Other alternatives include:
- Write the majority of your program in C, and just the most critical numerical portion in assembly.
- Write the program in C and use libraries supplied by the manufacturer or third parties - if you're doing common DSP tasks such as FFTs, FIR / IIR filters etc somebody has probably already written the hand-tuned machine code to do it, so you can use that (you may have to pay for it) and link it to your application.
Premature optimization is the root of all evil. - Donald Knuth
When you find that you don't get enough performance from your code, profile your program first, find the bottlenecks, analyze your performance requirements, and only then start doing optimizations. Writing assembly code is last resort.
My question is if I just program in C, wouldn't the compiler(which also comes from the DSP chip company) optimize it for that DSP and use its capabilities?
Yes, C compiler can do a fair amount of optimization. But this depends on the quality of the compiler. Frequently, a human can write faster assembly code than the compiled C code. At great expense of human pain and suffering, that is.
Or do I really need to write DSP routines directly in assembly?
First write in C, then profile, then decide if you need to write in assembly. Hopefully, you would not need the assembly.

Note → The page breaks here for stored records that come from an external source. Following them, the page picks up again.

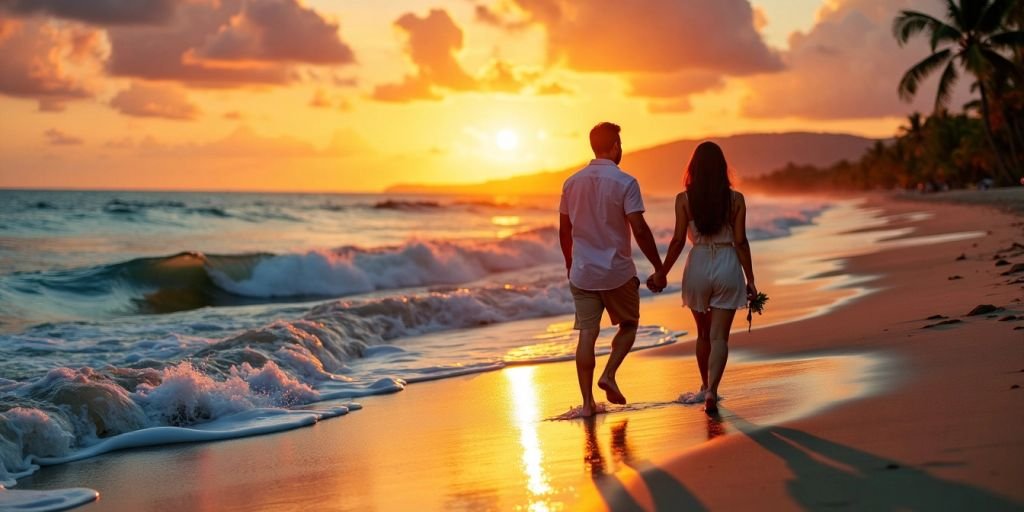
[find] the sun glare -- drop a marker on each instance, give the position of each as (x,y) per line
(507,139)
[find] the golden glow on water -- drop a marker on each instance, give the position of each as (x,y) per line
(505,220)
(525,412)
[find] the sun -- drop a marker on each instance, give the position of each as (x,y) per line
(507,139)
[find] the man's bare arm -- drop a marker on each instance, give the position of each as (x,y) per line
(565,240)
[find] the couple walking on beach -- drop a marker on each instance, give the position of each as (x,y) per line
(599,206)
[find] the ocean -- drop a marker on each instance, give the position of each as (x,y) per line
(134,318)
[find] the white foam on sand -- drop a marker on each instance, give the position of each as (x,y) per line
(45,501)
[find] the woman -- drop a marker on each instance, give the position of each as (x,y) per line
(714,217)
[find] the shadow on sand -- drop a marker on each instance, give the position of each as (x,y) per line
(667,493)
(825,475)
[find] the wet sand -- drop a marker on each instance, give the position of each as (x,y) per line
(853,406)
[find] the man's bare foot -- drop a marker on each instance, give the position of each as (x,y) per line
(711,402)
(611,390)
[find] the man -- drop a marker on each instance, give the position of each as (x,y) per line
(600,205)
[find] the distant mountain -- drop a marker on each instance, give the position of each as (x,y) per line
(659,169)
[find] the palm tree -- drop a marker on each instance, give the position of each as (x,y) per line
(973,34)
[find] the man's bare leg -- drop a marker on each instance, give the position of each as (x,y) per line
(585,369)
(621,346)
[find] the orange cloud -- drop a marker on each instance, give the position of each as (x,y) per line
(46,61)
(279,31)
(432,43)
(322,99)
(101,12)
(57,137)
(153,100)
(676,84)
(653,36)
(846,67)
(227,43)
(432,46)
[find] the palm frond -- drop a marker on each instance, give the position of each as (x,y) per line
(946,83)
(1000,64)
(953,12)
(913,76)
(944,33)
(971,12)
(993,15)
(1008,39)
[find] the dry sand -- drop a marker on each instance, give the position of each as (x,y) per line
(856,407)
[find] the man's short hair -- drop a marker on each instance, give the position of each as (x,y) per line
(604,136)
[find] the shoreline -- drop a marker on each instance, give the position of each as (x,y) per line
(673,355)
(943,434)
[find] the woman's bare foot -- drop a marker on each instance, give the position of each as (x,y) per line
(711,402)
(587,411)
(611,390)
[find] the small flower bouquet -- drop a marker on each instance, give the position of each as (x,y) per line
(756,306)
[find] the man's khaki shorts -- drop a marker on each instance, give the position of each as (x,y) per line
(623,304)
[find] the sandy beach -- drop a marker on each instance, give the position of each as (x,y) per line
(862,404)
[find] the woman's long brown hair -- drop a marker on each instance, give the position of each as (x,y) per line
(709,188)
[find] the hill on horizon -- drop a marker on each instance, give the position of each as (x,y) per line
(659,169)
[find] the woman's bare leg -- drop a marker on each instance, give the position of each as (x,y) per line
(721,323)
(704,344)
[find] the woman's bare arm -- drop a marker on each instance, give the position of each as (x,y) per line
(678,235)
(742,245)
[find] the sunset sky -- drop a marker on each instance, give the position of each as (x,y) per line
(359,94)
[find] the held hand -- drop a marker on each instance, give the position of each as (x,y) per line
(655,283)
(662,281)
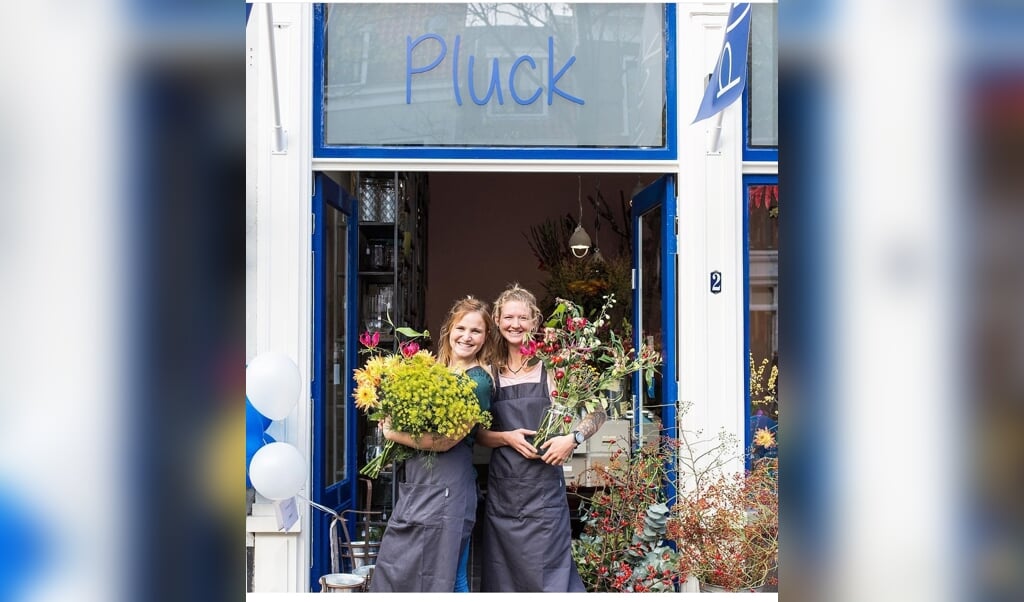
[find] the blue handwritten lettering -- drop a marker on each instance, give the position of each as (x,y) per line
(495,86)
(495,77)
(515,66)
(410,70)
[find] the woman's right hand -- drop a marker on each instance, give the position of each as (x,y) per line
(517,440)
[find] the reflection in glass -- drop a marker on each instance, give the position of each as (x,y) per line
(496,75)
(764,76)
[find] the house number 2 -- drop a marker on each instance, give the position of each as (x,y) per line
(716,282)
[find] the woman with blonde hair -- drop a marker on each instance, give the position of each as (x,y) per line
(425,547)
(527,539)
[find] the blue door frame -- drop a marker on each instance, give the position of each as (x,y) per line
(659,195)
(339,496)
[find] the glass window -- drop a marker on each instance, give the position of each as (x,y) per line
(495,75)
(762,221)
(763,97)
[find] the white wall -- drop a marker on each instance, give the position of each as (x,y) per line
(279,315)
(711,326)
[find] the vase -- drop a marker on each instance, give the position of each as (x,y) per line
(557,421)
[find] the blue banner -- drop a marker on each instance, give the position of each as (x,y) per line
(727,82)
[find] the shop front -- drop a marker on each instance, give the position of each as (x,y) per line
(403,156)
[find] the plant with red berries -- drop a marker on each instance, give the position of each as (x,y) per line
(588,362)
(725,524)
(624,546)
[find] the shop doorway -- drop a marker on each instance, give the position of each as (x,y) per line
(414,243)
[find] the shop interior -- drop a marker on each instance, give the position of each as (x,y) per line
(425,240)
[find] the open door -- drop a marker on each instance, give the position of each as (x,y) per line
(654,250)
(334,464)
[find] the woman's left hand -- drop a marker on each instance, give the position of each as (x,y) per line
(557,450)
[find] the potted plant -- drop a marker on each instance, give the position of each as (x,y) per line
(725,526)
(624,545)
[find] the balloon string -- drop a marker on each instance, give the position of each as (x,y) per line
(317,506)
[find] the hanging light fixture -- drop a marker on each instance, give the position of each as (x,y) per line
(580,241)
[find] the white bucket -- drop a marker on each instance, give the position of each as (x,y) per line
(341,582)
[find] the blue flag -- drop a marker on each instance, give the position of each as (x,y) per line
(730,74)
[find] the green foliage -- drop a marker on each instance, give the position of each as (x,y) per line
(624,546)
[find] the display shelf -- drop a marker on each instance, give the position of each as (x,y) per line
(391,267)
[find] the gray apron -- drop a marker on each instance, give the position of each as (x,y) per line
(435,512)
(527,539)
(436,509)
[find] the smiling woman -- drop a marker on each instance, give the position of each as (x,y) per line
(436,508)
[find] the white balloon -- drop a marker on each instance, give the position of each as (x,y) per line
(272,384)
(278,471)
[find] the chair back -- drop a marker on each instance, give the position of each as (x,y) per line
(359,539)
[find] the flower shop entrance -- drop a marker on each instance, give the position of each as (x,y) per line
(408,244)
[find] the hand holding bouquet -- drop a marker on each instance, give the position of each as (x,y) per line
(417,394)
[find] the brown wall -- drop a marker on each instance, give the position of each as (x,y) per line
(478,224)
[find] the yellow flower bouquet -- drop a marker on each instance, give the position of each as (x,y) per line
(417,394)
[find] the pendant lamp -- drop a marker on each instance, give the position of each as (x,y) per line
(580,241)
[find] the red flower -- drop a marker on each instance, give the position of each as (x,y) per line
(370,340)
(410,348)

It's always better to have your algorithm implemented in a higher-level language (which C is compared to assembly), even if you plan to implement everything in assembly in the end.
chances are, you won't even need assembly. If the code generated by your compiler meets your design goals, your job is done.
if not, you won't be starting your assembly coding from scratch. Let the compiler generate the initial code for you, and use that as a base for your optimized assembly version.
later, when you'll need to test your optimized assembly code, you'll be glad to have the C version. Instead of manually calculating the correct output for your test input data, you can just feed that input data to your unoptimized C implementation, then check that the assembly produces exactly the same output after the optimizations you have made.
If, after a few years a new developer will need to make modifications to your algorithm and all they have at hand is a highly optimized assembly code, there's a high chance they'll have to start from scratch.